Ein französischer Fäkalausdruck zur Begrüßung: Albert Oehlens "English Courses" (2008).

Foto: Bruchhausen

Wien - Leinwandbilder, die so unmittelbar zur Interaktion einladen, gibt es selten. Albert Oehlens Spiegelbilder aus den 1980er Jahren, Raumdarstellungen, in die er echte Spiegel integriert hat, gehören auf alle Fälle dazu. Vorsichtig trippelnd nähert man sich dem reflektierenden Feld, zoomt sich quasi wie mit der Kamera durch Vorrücken und Zurückweichen maßstabsgetreu in den Bildausschnitt hinein. Ein simples, aber effektvolles Auflösen von Bildgrenzen. Ob man sich allerdings in den in Schwarz- und Brauntönen gehaltenen, kellerartigen Verliesen Oehlens auch noch wohl fühlt, ist eine andere Frage.
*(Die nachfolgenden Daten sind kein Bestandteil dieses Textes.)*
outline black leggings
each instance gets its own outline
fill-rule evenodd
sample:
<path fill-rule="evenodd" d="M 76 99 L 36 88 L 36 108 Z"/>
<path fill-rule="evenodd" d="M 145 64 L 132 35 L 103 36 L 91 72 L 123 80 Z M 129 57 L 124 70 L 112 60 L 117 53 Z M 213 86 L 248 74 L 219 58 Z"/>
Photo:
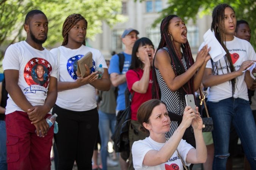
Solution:
<path fill-rule="evenodd" d="M 76 162 L 78 170 L 91 170 L 91 159 L 98 133 L 99 114 L 95 108 L 75 111 L 54 106 L 59 131 L 55 139 L 59 156 L 58 170 L 70 170 Z"/>

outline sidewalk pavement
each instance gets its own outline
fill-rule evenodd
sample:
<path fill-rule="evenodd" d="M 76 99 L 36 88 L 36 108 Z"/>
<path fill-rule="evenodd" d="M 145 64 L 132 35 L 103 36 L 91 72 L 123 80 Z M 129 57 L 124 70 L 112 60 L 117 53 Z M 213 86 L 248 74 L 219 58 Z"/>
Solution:
<path fill-rule="evenodd" d="M 243 158 L 234 158 L 233 161 L 233 170 L 243 170 Z M 193 170 L 203 170 L 201 164 L 195 164 L 194 165 Z M 52 161 L 51 170 L 55 170 L 54 167 L 54 162 Z M 73 168 L 73 170 L 77 170 L 77 168 Z M 108 167 L 108 170 L 121 170 L 120 165 L 116 167 Z"/>

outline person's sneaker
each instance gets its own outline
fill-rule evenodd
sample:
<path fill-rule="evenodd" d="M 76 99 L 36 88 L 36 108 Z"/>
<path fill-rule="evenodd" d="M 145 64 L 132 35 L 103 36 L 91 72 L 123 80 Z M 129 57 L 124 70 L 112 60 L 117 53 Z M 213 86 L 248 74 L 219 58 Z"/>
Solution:
<path fill-rule="evenodd" d="M 119 163 L 117 161 L 113 161 L 109 157 L 107 157 L 107 164 L 108 167 L 116 167 L 118 165 Z"/>

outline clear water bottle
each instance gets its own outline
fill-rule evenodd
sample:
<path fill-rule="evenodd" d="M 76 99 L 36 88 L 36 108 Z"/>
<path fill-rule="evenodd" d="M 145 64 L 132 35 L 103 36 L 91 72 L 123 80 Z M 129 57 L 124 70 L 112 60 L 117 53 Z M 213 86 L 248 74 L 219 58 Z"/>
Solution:
<path fill-rule="evenodd" d="M 101 78 L 102 77 L 102 75 L 104 73 L 104 68 L 102 68 L 102 65 L 100 64 L 98 67 L 96 67 L 95 71 L 98 71 L 97 73 L 98 75 L 98 79 L 101 79 Z"/>
<path fill-rule="evenodd" d="M 51 127 L 55 123 L 55 121 L 56 120 L 56 117 L 58 116 L 58 115 L 57 114 L 54 113 L 53 115 L 50 115 L 48 116 L 46 120 L 46 122 L 49 125 L 49 128 Z M 36 133 L 36 130 L 35 132 Z M 41 130 L 39 131 L 39 137 L 42 137 L 42 133 L 41 133 Z"/>

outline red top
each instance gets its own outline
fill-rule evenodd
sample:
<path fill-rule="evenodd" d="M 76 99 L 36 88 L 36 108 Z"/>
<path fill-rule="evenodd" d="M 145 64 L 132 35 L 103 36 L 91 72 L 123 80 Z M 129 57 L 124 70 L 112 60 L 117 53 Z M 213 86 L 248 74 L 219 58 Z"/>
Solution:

Albert Oehlens Malerei ist eine stete und radikale Frage nach deren Existenzberechtigung, sagt Mumok-Direktorin Karola Kraus über die Kunst des 1954 Geborenen. Die Idee, dem deutschen Maler eine Personale auszurichten, erlaubte sie, um über jeden Zweifel erhaben zu sein, nur unter einer Bedingung: kein Werk aus der Sammlung ihrer Familie, den Grässlins, darf gezeigt werden.

In dem "bisher größten Überblick", so der bald zum Museum Brandhorst wechselnde Kurator Achim Hochdörfer, werden Werke von den frühen 1980er- Jahren bis in die Gegenwart gezeigt; die Chronologie wird jedoch zugunsten von konfrontativen Dialogen der Werkgruppen aufgelöst.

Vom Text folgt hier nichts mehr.